Man finds Covid stigma cares little that your test results are not clear

Asymptomatic dad of cancer-stricken girl sent to quarantine without a confirmatory test

Update: 2020-05-11 07:03 GMT
Covid stigma is a cruel prison. (AFP)

Hyderabad: Covid-19 is cruel enough but what if it comes as a double blow to family already fighting another serious ailment? For 40-year-old father of two, Nayeem (name changed) life had already dealt him a cupful of woe when his  five-year-old daughter was diagnosed with blood cancer a year ago. That required regular trips to the MNJ Cancer Hospital for treatment.

But then came the devastating news a few weeks ago: he himself was positive for the novel coronavirus nCoV19.

“On one of our visits to the cancer hospital, the staff recommended that I undergo the test for Covid-19 as we had been making multiple trips to the hospital and travelling from home to hospital. Imagine my shock when the doctors told me the next day that I had tested positive for coronavirus,” said Nayeem.

He was shifted to Gandhi Hospital where he spent the next 14 days in an isolation ward. “I had no symptoms. They did not do a second test. No one told me why I was being held at the hospital despite not being tested again. But I kept my spirits up by talking to my daughter every day at least three or four times on the phone,” he told Deccan Chronicle.
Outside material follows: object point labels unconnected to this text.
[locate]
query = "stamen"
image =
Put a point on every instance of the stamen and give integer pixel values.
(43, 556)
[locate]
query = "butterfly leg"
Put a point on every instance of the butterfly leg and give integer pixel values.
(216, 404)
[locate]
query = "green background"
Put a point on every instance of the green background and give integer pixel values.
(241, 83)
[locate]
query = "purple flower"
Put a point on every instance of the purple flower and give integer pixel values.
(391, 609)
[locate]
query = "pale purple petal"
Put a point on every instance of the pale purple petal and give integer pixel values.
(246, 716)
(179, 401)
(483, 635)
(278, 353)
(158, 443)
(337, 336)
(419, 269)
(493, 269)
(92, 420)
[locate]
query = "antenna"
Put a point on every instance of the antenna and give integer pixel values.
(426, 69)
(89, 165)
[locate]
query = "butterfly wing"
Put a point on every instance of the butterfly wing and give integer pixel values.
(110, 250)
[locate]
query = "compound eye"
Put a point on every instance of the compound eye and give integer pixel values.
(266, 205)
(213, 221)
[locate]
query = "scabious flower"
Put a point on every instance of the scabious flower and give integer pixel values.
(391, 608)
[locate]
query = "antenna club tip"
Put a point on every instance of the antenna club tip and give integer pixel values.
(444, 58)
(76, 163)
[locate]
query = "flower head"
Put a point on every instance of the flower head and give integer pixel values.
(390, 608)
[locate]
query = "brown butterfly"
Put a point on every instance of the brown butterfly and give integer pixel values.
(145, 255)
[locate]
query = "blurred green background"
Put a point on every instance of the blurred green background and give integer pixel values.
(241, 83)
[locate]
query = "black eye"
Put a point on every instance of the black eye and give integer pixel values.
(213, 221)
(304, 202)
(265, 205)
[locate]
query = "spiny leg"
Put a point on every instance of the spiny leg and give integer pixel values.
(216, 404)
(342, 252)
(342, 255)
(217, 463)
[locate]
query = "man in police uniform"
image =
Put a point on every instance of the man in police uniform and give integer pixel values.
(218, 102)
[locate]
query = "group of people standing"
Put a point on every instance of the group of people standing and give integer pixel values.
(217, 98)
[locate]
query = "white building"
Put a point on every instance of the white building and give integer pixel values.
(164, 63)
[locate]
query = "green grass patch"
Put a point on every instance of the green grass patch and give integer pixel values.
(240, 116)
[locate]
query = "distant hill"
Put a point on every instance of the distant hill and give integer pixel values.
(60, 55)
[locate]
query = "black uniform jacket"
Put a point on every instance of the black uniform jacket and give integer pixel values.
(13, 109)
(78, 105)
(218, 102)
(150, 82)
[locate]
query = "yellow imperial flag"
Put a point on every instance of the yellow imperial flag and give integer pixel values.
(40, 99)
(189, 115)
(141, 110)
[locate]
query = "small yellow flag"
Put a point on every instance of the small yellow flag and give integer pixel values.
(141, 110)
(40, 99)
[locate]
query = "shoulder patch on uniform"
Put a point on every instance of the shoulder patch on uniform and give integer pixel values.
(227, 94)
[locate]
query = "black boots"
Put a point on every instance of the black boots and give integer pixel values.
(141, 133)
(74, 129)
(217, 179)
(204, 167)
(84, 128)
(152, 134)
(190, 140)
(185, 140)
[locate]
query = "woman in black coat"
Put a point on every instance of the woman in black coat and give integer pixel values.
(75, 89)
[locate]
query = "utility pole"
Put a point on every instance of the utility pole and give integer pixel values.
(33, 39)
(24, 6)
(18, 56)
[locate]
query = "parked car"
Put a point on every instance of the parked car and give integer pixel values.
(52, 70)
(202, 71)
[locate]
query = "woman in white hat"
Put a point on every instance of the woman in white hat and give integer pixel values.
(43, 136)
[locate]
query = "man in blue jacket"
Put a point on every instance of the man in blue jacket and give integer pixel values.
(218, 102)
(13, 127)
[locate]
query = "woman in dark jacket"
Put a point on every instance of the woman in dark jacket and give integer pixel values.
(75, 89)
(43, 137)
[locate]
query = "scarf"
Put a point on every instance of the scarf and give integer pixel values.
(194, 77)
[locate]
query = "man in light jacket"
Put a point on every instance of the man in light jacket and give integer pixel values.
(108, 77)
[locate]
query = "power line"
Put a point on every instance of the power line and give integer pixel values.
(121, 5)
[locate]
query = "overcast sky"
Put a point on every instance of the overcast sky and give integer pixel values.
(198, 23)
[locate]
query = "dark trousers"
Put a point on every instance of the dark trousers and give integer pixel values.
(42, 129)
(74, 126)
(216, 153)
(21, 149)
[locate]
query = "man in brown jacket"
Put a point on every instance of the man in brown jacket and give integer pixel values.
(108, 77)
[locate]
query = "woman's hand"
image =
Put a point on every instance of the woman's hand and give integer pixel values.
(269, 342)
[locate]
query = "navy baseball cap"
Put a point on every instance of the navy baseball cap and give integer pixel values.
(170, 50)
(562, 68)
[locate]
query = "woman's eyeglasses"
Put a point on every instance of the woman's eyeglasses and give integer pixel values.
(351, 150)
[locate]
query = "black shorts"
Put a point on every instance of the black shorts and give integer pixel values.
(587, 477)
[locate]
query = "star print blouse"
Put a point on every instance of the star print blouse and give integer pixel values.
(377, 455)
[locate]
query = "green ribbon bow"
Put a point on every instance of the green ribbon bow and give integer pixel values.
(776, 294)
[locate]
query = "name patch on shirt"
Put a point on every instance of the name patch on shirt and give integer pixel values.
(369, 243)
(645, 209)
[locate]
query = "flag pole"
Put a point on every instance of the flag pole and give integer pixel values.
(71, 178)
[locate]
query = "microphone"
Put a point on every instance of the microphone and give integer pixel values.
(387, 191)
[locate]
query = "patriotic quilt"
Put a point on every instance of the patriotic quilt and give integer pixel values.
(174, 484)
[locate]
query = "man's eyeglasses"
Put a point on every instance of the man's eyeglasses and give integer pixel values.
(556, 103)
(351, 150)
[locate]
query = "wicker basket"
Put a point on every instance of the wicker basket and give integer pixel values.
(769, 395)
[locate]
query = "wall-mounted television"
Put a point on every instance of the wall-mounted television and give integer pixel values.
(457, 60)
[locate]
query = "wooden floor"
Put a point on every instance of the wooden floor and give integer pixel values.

The rest of his family tested negative for the disease.

The whole experience has left Nayeem a confused man. He does not know how or where he contracted the virus. And because he did not undergo a second confirmatory test and remained asymptomatic, his fears only increased while in the Gandhi Hospital isolation ward. He said, “I had had no symptoms and was afraid I would actually catch the disease from the others in the ward. I was not told why I was not tested again for the disease. I am quite sure I didn't have the coronavirus. I never even felt weak. When I asked the doctors if I could observe roza during Ramzan, they gave the go ahead,” he said.

“The only time I was tested in the hospital was after 14 days of quarantine. After that result came in negative, I was discharged and told to go home,” Nayeem said.

It was shameful that the family had to face social stigma because he was known to have been in hospital for the virus. “It became difficult for my family to even buy essential items and groceries. Sometimes police used to help us. There was a three-day period when my family could not get fresh drinking water and resorted to boiling tap water to make it safe before drinking.”

Though the barricades around the area he lives in were removed after his discharge from Gandhi Hospital, his house is still barricaded.